The PAL (Parochial Athletic League) track meet dates back to 2001 and has grown from a one-day meet into a weekend affair.

By Dan Albano     6/8/2017

The day Kennie Arriola Jr. waited a year for finally arrived Sunday, May 21.

The annual Parochial Athletic League track meet returned to Saddleback College in Mission Viejo and offered students from about 30 faith-based grade schools throughout Orange County an opportunity to run, jump and throw in the spirit of fun, school pride and competition.

“I look forward to this meet,” said Arriola, an eighth grader at St. Edward in Dana Point. “A lot of people come together to run and share our talents and to compete and have fun. It’s a great place to do that.”

Arriola especially enjoys the boys mile, one of the first races on the schedule. The future JSerra freshman won the 1,600-meter run for a fourth consecutive year, taking the 8th-grade title in 4 minutes, 58.81 seconds, the fastest time of the meet.

Amelia Kang, a seventh grader at St. Mary’s in Aliso Viejo and a USA Track and Field national champion, captured the girls mile for her grade, stopping the clock in 5:34.50 for the fastest girls time of the meet.

Arriola and Kang were among numerous standout performers at the meet, which offers events from the sprints and long jump to the softball throw. Marcus Lansing of St. John’s Episcopal in Rancho Santa Margarita, for example, set a meet record for the 7th-grade long jump with an effort of just over 17 feet.

But the two-day meet is about more than just records. School spirit and camaraderie among an estimated 1,800 students builds through the team competition.

Schools are divided into large and small divisions based on enrollment. The meet keeps score for elementary teams or grades first through fourth, who competed on May 20. The junior high athletes, grades fifth through eighth, followed May 21.

St. Edward claimed the elementary division for the large schools while St. Mary’s secured the junior high crown for the large schools. St. Mary’s also took the combined team title, which added points from the elementary and junior high divisions.

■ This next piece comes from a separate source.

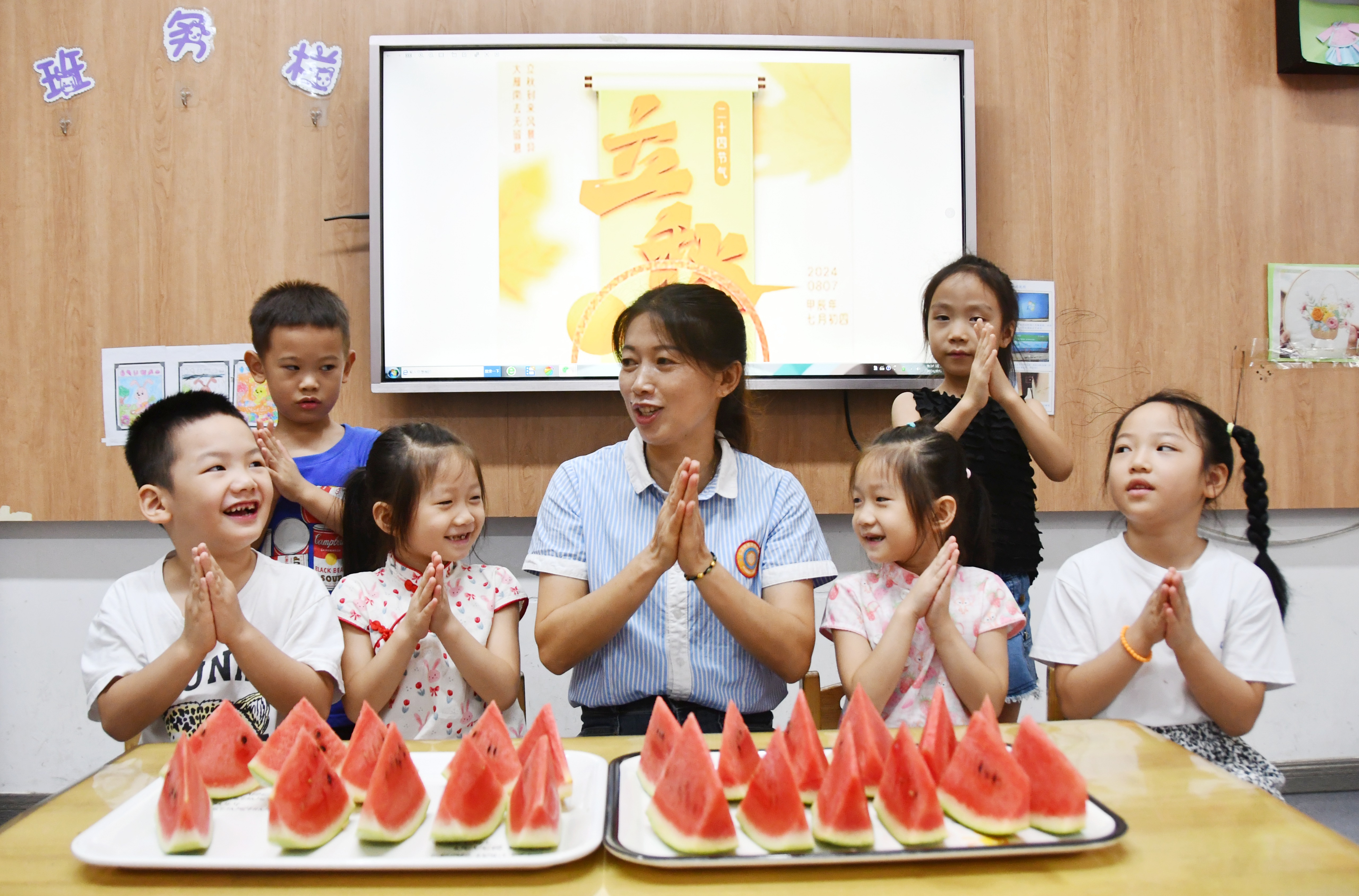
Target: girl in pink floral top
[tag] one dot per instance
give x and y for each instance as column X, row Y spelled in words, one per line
column 429, row 638
column 926, row 616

In the small school division, Aliso Viejo Christian finished first in the elementary class while Blessed Sacrament in Westminster grabbed top honors for the junior high. Blessed Sacrament also won the combined title, it believes for the first time in school history.

“It’s pretty exciting,” said Will Bryant, Blessed Sacrament’s coach, who was assisted by Hieu Dang and Gerise Reaves. “We’ve put a lot of hard work into it, especially on the part of our coaches, who are very dedicated.”

School spirit is easy to spot at the meet. Students wear shirts representing their school and retreat to colorful shade awnings that display the names of their school.

Founding meet director Russ Smith of Sts. Simon and Jude in Huntington Beach fondly remembers the reaction Our Lady Queen of Angels principal Eileen Ryan had to the awnings.

“She said, ‘We don’t have anything else like this in the Diocese (of Orange), where you can just stand there and go, ‘Oh, my, gosh. There’s St. Barbara, Blessed Sacrament, Simon and Jude,’” said Smith, the PAL director and athletic director at Sts. Simon and Jude.

“It’s cool. It’s like a big festival for all our schools, a great way for everybody to get out there and represent themselves.”

The PAL track meet dates back to 2001 and has grown under Smith from a one-day meet into a weekend affair. But the meet has remained true to its principals of focusing on fun with competition and equality.

The meet, for instance, doesn’t allow athletes to wear spikes and grants leniency with some rules. The event also has hosted students with disabilities.

“I love this meet,” Smith said. “It’s an invitation for the kids to just come and run, or jump or throw and just be as good as they can be. … We’re just out there to cheer on all these kids.”